Certains se posent donc la question de savoir si les restrictions concernant les investisseurs de détail offrent un niveau de protection approprié, insuffisant ou excessif, ou si ces restrictions constituent un obstacle inadéquat à l’accès des investisseurs à certaines opportunités d’investissement. Ainsi, selon certaines études, de telles restrictions seraient malavisées. Une étude menée par Voya Financial en 2017 considère que l’investissement en private equity réduirait notamment le risque d’un portefeuille de placement grâce à la diversification.

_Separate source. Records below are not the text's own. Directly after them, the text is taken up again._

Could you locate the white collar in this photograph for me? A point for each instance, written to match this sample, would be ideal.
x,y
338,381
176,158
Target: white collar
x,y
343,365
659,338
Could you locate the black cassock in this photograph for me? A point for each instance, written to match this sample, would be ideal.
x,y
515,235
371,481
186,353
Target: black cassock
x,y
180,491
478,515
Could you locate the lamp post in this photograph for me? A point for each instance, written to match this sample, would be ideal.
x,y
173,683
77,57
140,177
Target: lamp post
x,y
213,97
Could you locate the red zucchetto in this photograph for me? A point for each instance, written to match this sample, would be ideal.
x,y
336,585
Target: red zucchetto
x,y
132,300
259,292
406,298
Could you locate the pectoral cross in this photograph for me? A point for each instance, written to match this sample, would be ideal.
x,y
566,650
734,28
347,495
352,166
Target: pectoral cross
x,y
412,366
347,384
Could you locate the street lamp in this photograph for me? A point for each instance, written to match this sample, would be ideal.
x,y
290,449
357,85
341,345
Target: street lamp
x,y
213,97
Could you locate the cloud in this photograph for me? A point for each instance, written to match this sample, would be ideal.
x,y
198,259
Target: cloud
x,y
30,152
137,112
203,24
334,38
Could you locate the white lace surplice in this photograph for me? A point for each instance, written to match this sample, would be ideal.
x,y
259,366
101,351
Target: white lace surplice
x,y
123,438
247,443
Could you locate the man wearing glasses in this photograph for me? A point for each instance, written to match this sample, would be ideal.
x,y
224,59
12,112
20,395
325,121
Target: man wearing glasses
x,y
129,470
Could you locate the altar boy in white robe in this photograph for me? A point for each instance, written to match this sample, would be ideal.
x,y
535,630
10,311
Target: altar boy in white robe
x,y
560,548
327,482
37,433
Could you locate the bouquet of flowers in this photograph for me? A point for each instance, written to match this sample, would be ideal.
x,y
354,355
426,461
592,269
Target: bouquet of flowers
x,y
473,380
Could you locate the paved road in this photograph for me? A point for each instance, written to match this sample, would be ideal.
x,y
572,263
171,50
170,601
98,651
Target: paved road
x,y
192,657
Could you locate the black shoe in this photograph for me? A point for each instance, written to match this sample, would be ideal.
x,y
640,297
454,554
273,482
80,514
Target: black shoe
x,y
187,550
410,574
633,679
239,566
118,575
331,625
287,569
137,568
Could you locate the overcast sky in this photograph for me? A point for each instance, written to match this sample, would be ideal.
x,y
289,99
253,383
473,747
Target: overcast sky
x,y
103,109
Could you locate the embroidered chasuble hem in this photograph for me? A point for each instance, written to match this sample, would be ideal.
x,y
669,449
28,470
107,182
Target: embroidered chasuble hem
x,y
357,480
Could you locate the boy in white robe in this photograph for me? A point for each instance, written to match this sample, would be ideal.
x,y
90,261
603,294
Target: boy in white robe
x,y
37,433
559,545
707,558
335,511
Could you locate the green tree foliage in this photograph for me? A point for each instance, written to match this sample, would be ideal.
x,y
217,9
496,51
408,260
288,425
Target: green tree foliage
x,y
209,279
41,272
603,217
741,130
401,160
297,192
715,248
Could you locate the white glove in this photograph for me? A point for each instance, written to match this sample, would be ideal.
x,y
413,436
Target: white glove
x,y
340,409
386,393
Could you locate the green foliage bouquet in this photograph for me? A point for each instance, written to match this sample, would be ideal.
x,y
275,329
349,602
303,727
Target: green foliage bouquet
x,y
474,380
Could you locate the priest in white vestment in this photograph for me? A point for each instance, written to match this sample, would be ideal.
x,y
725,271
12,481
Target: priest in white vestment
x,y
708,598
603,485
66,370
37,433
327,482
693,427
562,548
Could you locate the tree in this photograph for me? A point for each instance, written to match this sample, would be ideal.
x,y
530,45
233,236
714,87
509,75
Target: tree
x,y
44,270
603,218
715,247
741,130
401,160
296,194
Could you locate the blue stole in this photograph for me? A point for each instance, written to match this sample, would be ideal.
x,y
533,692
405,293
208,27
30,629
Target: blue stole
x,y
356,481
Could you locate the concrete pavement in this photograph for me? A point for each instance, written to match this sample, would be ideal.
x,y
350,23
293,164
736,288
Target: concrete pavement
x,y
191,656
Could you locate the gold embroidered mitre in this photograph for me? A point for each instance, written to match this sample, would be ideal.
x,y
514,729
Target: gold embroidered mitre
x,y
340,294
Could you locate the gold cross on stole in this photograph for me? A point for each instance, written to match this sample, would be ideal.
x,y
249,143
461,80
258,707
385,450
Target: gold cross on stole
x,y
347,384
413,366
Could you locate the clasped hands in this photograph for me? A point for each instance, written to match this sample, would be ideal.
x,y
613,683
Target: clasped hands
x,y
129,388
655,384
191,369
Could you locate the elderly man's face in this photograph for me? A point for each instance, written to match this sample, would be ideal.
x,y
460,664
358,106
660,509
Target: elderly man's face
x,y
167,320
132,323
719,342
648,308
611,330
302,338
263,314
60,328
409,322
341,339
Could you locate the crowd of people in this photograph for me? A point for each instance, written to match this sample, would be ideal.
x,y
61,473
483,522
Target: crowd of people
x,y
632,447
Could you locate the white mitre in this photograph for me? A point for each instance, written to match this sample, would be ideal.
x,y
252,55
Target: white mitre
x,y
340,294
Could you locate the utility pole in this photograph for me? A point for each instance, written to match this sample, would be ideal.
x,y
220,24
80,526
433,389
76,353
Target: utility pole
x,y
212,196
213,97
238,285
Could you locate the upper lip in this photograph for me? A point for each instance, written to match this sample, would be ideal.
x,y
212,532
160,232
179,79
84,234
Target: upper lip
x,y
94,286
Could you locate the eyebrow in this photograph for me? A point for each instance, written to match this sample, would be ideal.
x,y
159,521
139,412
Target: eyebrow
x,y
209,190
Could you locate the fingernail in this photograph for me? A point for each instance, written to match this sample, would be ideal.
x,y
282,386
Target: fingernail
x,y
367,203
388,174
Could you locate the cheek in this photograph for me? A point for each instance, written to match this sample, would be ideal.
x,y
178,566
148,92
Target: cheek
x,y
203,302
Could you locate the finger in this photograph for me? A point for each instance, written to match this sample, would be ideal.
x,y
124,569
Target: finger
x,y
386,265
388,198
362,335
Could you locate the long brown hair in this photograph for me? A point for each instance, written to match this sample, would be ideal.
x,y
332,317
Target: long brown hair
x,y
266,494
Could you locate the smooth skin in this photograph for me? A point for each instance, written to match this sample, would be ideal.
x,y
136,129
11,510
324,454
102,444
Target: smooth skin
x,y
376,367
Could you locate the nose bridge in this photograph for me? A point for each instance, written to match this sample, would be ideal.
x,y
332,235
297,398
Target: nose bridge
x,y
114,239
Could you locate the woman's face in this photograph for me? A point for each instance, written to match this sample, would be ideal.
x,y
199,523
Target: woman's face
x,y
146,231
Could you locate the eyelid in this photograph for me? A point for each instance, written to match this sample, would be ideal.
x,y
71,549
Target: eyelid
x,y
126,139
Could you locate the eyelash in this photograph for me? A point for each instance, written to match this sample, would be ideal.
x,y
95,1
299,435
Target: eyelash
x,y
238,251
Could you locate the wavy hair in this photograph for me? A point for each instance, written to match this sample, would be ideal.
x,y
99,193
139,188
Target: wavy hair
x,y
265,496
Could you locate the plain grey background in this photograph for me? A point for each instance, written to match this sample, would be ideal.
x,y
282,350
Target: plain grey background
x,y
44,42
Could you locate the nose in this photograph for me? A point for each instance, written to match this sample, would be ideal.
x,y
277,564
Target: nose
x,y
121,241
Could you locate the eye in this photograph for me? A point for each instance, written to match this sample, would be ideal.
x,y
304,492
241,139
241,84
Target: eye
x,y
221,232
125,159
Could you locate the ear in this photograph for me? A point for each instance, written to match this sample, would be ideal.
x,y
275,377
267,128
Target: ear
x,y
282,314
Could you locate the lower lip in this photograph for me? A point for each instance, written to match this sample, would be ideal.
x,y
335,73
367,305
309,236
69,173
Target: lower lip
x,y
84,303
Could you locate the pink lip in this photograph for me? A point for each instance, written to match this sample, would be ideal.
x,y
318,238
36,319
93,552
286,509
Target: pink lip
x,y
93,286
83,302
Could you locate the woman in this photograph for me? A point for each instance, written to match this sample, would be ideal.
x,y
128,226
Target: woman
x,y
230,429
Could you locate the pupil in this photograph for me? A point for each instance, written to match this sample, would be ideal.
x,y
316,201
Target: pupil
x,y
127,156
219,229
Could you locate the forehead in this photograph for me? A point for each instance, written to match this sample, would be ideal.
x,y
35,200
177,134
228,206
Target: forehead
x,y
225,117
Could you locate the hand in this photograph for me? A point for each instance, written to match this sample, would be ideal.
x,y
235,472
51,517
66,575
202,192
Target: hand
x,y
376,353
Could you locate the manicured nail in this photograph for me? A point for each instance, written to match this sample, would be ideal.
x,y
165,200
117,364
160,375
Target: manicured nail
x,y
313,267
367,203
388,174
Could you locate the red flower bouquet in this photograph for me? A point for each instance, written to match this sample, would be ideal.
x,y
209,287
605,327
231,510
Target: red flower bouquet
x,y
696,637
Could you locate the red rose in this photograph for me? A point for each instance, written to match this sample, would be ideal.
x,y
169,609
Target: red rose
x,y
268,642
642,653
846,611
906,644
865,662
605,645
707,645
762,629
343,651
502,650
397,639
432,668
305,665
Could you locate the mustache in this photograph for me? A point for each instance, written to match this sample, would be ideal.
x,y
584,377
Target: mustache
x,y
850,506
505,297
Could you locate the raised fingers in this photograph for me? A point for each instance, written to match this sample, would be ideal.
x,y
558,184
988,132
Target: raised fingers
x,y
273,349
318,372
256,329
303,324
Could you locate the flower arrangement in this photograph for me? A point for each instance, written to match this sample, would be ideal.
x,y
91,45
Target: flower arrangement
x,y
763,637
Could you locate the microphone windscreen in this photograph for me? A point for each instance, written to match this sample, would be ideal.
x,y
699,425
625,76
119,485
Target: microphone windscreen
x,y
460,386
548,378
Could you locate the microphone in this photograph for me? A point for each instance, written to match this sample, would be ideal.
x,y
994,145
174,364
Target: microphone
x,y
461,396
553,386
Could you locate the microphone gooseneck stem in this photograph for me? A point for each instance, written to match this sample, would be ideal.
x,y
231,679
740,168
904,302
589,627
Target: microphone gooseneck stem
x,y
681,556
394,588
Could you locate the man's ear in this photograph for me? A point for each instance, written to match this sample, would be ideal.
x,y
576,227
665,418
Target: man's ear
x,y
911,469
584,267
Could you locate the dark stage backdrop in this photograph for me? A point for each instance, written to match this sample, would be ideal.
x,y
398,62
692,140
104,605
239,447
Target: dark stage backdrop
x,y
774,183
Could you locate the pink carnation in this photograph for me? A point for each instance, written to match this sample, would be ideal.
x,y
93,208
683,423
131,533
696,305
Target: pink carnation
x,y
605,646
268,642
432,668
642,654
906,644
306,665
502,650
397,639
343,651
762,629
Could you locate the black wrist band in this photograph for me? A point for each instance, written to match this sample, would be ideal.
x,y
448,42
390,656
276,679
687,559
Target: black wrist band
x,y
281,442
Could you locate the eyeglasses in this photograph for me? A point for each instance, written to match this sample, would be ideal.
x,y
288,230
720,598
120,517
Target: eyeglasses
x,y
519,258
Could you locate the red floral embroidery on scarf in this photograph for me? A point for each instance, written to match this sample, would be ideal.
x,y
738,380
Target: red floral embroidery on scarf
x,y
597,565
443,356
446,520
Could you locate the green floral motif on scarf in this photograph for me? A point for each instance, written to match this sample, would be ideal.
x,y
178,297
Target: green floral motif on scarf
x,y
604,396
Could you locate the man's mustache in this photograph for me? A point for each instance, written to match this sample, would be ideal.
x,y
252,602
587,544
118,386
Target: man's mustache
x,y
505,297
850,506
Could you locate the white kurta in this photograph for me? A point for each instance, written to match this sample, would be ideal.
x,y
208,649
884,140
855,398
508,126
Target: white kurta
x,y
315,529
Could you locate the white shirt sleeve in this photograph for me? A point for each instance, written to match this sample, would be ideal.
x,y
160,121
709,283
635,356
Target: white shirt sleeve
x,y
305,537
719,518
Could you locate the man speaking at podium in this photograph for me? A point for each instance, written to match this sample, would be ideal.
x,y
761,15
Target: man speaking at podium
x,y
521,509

À la recherche d’un point de convergence?

Pour l’investissement par des particuliers dans ces classes d’actifs, la voie la plus réaliste semble être via un fonds de pension du 2e ou 3e pilier. Une autre possibilité pourrait se trouver dans les innovations technologiques. L’«amazonisation» des investissements, c’est-à-dire l’achat via des plates-formes en ligne, pourrait ainsi offrir une solution partielle pour l’attractivité des FIAs pour les particuliers. Mais elle ne résout pas tous les problèmes, et les investisseurs doivent accepter le manque de liquidité des actifs sous-jacents sur une longue période.

Un juste milieu entre protection de l’investisseur et la promotion et l’accessibilité des investissements pourrait être recherché.
 Keith O’Donnell

 Keith O’Donnell,  Managing Partner,  Atoz

Afin que les FIAs soient accessibles à tous, en ce compris les investisseurs de détail, un juste milieu entre protection de l’investisseur et la promotion et l’accessibilité des investissements pourrait être recherché. La Securities and Exchange Commission américaine explore à ce sujet les possibilités d’accroître en toute sécurité l’accès des investisseurs de détail et des retraités au private equity et au venture capital à la lumière des bénéfices potentiels et des risques liés aux investissements dans ces fonds. Les enseignements tirés de cette analyse seront, sans conteste, intéressants pour l’évolution potentielle des perspectives d’ouverture des FIAs aux investisseurs de détail.